FIG. 7 is a schematic view of a distal end of another embodiment dilator 300; FIG. 8 is a cross-sectional view taken along line C-C of FIG. 7; fig. 9 shows a top view of the contact assembly 330; FIG. 10 is a sectional view taken along line D-D of the drawing; FIG. 11 illustrates a partial enlarged view of an embodiment according to the present invention. As shown in fig. 7 to 11, the cross section of the small hole 330 is rectangular, and a contact assembly 350 made of a material having an electrical conductivity is disposed in the small hole 330. The contact assembly 350 includes a spring element 510, and the spring element 510 may be formed by bending a metal sheet, or may be any other suitable element.

the contact assembly 350 may also include a frame 530 and an end cap 540, the end cap 540 may be secured to the frame by any suitable means, such as welding. If the elastic member 510 is formed by bending a metal sheet, as shown in fig. 10, the elastic member 510 includes a top arc portion and a body portion, one side of which may be welded to the frame 530 and the other side of which is not fixed and is in a floating state. The arcuate portion of the foil projects outside the frame. Since the foil is thin and one side is not fixed, the part of the foil where it is not fixed can move up and down when being pressed.
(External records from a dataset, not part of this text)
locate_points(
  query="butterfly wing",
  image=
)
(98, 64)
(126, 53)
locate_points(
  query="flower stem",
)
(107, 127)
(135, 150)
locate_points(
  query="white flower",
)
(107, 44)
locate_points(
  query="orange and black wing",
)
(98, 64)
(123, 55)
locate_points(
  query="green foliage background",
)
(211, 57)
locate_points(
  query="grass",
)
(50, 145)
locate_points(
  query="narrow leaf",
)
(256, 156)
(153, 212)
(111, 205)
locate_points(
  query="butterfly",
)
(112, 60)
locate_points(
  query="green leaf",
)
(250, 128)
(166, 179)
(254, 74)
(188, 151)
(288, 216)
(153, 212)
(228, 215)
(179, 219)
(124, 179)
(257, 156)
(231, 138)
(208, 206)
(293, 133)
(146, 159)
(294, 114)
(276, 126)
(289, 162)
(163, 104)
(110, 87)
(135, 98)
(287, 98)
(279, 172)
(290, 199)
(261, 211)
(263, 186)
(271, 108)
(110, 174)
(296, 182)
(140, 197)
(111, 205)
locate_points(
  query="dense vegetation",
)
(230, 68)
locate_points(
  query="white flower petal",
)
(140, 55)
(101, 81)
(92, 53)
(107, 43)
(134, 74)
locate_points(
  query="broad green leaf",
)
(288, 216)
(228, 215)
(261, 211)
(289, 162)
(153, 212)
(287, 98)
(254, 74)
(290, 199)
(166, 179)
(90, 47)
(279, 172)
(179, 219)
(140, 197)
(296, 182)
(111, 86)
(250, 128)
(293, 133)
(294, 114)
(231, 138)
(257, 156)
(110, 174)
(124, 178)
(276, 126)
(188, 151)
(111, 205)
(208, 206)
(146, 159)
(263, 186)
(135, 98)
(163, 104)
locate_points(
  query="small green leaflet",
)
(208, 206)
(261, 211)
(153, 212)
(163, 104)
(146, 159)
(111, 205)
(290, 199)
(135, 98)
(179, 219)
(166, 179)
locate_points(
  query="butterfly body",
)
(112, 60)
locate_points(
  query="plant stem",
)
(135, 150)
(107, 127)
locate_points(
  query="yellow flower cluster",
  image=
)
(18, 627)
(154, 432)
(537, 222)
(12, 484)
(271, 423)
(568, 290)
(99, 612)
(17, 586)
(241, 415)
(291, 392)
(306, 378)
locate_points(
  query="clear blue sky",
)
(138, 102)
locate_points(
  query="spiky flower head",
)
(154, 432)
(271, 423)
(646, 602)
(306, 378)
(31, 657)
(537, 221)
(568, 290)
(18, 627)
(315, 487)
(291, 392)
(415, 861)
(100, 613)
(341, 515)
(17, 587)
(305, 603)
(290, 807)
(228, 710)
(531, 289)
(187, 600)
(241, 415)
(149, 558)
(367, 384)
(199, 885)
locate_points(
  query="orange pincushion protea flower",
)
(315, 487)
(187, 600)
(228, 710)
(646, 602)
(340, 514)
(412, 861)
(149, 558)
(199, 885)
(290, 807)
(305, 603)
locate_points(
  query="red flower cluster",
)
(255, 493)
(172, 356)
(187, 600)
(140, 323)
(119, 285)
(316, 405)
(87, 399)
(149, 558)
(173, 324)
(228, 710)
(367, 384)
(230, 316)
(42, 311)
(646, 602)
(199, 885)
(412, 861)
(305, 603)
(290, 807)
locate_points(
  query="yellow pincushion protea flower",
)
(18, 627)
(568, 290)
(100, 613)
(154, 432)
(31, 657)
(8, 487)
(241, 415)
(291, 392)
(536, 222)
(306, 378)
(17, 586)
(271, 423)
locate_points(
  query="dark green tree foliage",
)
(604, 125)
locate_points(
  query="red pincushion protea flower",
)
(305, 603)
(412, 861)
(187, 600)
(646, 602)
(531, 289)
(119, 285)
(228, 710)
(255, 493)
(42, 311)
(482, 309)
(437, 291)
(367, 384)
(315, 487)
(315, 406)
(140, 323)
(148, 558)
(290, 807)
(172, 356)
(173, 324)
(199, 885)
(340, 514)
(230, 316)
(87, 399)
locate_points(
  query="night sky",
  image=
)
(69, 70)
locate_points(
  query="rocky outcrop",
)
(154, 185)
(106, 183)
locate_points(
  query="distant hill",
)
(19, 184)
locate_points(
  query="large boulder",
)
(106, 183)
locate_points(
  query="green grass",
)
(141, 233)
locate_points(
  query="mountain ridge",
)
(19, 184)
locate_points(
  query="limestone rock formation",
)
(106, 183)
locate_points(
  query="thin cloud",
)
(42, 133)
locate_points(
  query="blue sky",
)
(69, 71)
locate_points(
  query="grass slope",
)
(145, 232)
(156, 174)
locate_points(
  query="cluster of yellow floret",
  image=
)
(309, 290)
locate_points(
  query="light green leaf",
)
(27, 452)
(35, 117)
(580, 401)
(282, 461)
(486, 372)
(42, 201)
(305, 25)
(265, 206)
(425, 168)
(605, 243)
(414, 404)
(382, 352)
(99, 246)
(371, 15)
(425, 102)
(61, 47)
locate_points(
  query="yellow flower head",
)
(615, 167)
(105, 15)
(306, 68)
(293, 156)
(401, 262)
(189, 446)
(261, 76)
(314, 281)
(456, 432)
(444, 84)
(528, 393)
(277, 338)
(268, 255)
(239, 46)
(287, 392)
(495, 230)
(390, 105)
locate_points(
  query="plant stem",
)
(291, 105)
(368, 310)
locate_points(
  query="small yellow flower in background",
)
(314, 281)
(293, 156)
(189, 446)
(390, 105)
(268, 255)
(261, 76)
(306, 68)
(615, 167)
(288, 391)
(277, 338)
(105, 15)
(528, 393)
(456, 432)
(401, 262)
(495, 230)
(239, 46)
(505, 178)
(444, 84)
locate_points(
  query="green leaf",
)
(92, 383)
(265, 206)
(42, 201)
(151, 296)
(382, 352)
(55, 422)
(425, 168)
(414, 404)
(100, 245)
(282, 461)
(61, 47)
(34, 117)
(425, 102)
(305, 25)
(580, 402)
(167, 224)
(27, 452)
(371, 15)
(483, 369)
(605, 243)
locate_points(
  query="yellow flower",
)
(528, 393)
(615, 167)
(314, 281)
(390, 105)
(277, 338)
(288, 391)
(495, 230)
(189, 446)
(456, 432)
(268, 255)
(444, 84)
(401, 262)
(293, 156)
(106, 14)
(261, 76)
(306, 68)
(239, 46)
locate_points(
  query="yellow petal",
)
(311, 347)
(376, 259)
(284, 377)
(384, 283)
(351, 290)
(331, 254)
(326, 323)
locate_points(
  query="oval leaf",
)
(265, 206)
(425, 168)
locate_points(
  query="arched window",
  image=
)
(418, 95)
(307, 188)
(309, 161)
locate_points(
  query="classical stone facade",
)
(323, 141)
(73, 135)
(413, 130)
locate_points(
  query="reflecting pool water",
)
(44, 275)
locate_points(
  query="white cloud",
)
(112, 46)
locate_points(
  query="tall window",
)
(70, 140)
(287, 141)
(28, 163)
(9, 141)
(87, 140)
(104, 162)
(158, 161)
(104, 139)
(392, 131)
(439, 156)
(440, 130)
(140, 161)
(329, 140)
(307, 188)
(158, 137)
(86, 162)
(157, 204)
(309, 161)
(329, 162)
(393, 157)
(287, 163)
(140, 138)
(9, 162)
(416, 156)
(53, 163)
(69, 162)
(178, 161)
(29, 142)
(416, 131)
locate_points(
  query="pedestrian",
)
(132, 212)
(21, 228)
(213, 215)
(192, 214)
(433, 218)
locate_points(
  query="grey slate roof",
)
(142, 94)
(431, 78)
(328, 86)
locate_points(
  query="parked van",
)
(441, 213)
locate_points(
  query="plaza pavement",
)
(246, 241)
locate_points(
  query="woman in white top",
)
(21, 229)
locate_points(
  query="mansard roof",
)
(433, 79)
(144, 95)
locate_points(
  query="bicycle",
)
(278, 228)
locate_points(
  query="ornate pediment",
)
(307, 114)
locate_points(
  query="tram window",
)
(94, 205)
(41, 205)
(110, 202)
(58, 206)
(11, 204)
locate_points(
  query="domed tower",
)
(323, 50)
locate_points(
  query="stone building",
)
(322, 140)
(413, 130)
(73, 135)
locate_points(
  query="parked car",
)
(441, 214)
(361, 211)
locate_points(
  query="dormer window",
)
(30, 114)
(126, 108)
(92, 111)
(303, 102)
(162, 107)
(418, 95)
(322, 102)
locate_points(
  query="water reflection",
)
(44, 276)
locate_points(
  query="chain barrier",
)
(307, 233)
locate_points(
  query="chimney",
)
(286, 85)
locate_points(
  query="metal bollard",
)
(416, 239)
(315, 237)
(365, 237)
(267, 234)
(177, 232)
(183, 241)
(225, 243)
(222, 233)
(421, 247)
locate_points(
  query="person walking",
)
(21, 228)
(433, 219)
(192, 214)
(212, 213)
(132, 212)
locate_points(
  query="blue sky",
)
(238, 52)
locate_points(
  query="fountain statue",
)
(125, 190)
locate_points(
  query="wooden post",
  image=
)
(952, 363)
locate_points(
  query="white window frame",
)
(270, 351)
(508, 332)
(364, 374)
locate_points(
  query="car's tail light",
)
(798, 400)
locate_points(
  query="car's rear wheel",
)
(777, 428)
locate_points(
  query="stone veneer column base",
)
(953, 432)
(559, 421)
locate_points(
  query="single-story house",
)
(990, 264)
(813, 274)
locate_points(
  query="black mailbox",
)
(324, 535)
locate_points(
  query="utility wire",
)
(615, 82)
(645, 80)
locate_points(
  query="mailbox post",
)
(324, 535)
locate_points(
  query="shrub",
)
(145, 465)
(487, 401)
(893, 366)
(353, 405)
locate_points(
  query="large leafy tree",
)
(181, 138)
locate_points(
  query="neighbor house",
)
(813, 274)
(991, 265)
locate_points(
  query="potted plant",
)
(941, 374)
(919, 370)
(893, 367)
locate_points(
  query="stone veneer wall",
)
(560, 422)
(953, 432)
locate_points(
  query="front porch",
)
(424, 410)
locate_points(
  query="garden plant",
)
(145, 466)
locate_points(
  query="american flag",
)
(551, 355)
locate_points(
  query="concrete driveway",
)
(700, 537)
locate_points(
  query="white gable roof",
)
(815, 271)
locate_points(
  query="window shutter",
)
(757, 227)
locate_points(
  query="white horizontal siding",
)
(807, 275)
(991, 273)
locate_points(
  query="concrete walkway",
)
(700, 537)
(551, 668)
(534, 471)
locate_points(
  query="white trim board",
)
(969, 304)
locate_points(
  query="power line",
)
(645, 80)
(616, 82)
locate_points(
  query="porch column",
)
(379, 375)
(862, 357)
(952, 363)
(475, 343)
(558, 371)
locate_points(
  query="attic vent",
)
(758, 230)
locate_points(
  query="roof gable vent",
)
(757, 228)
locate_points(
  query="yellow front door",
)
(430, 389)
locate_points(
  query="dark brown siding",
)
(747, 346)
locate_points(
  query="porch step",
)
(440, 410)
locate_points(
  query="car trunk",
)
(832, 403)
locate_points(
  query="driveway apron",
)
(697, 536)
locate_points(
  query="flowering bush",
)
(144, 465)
When the side wall of the needle body of the atrial septal puncture needle completely covers the small hole 330 or the side wall of the needle body of the needle tip is contacted with the arc-shaped part of the elastic element 510, the contact assembly 350 is electrically connected with blood, and the display of the needle can be seen on the three-dimensional mapping system and the position of the needle in the heart and the blood vessel can be judged.

The rest of the construction of the dilator 300 is as shown in fig. 2-6, and the rest of the three-dimensional atrial septum puncture needle assembly 100 is as shown in fig. 1-7.

the embodiments of the present invention are not limited to the above-described examples, and various changes and modifications in form and detail may be made by those skilled in the art without departing from the spirit and scope of the present invention, and these are considered to fall within the scope of the present invention.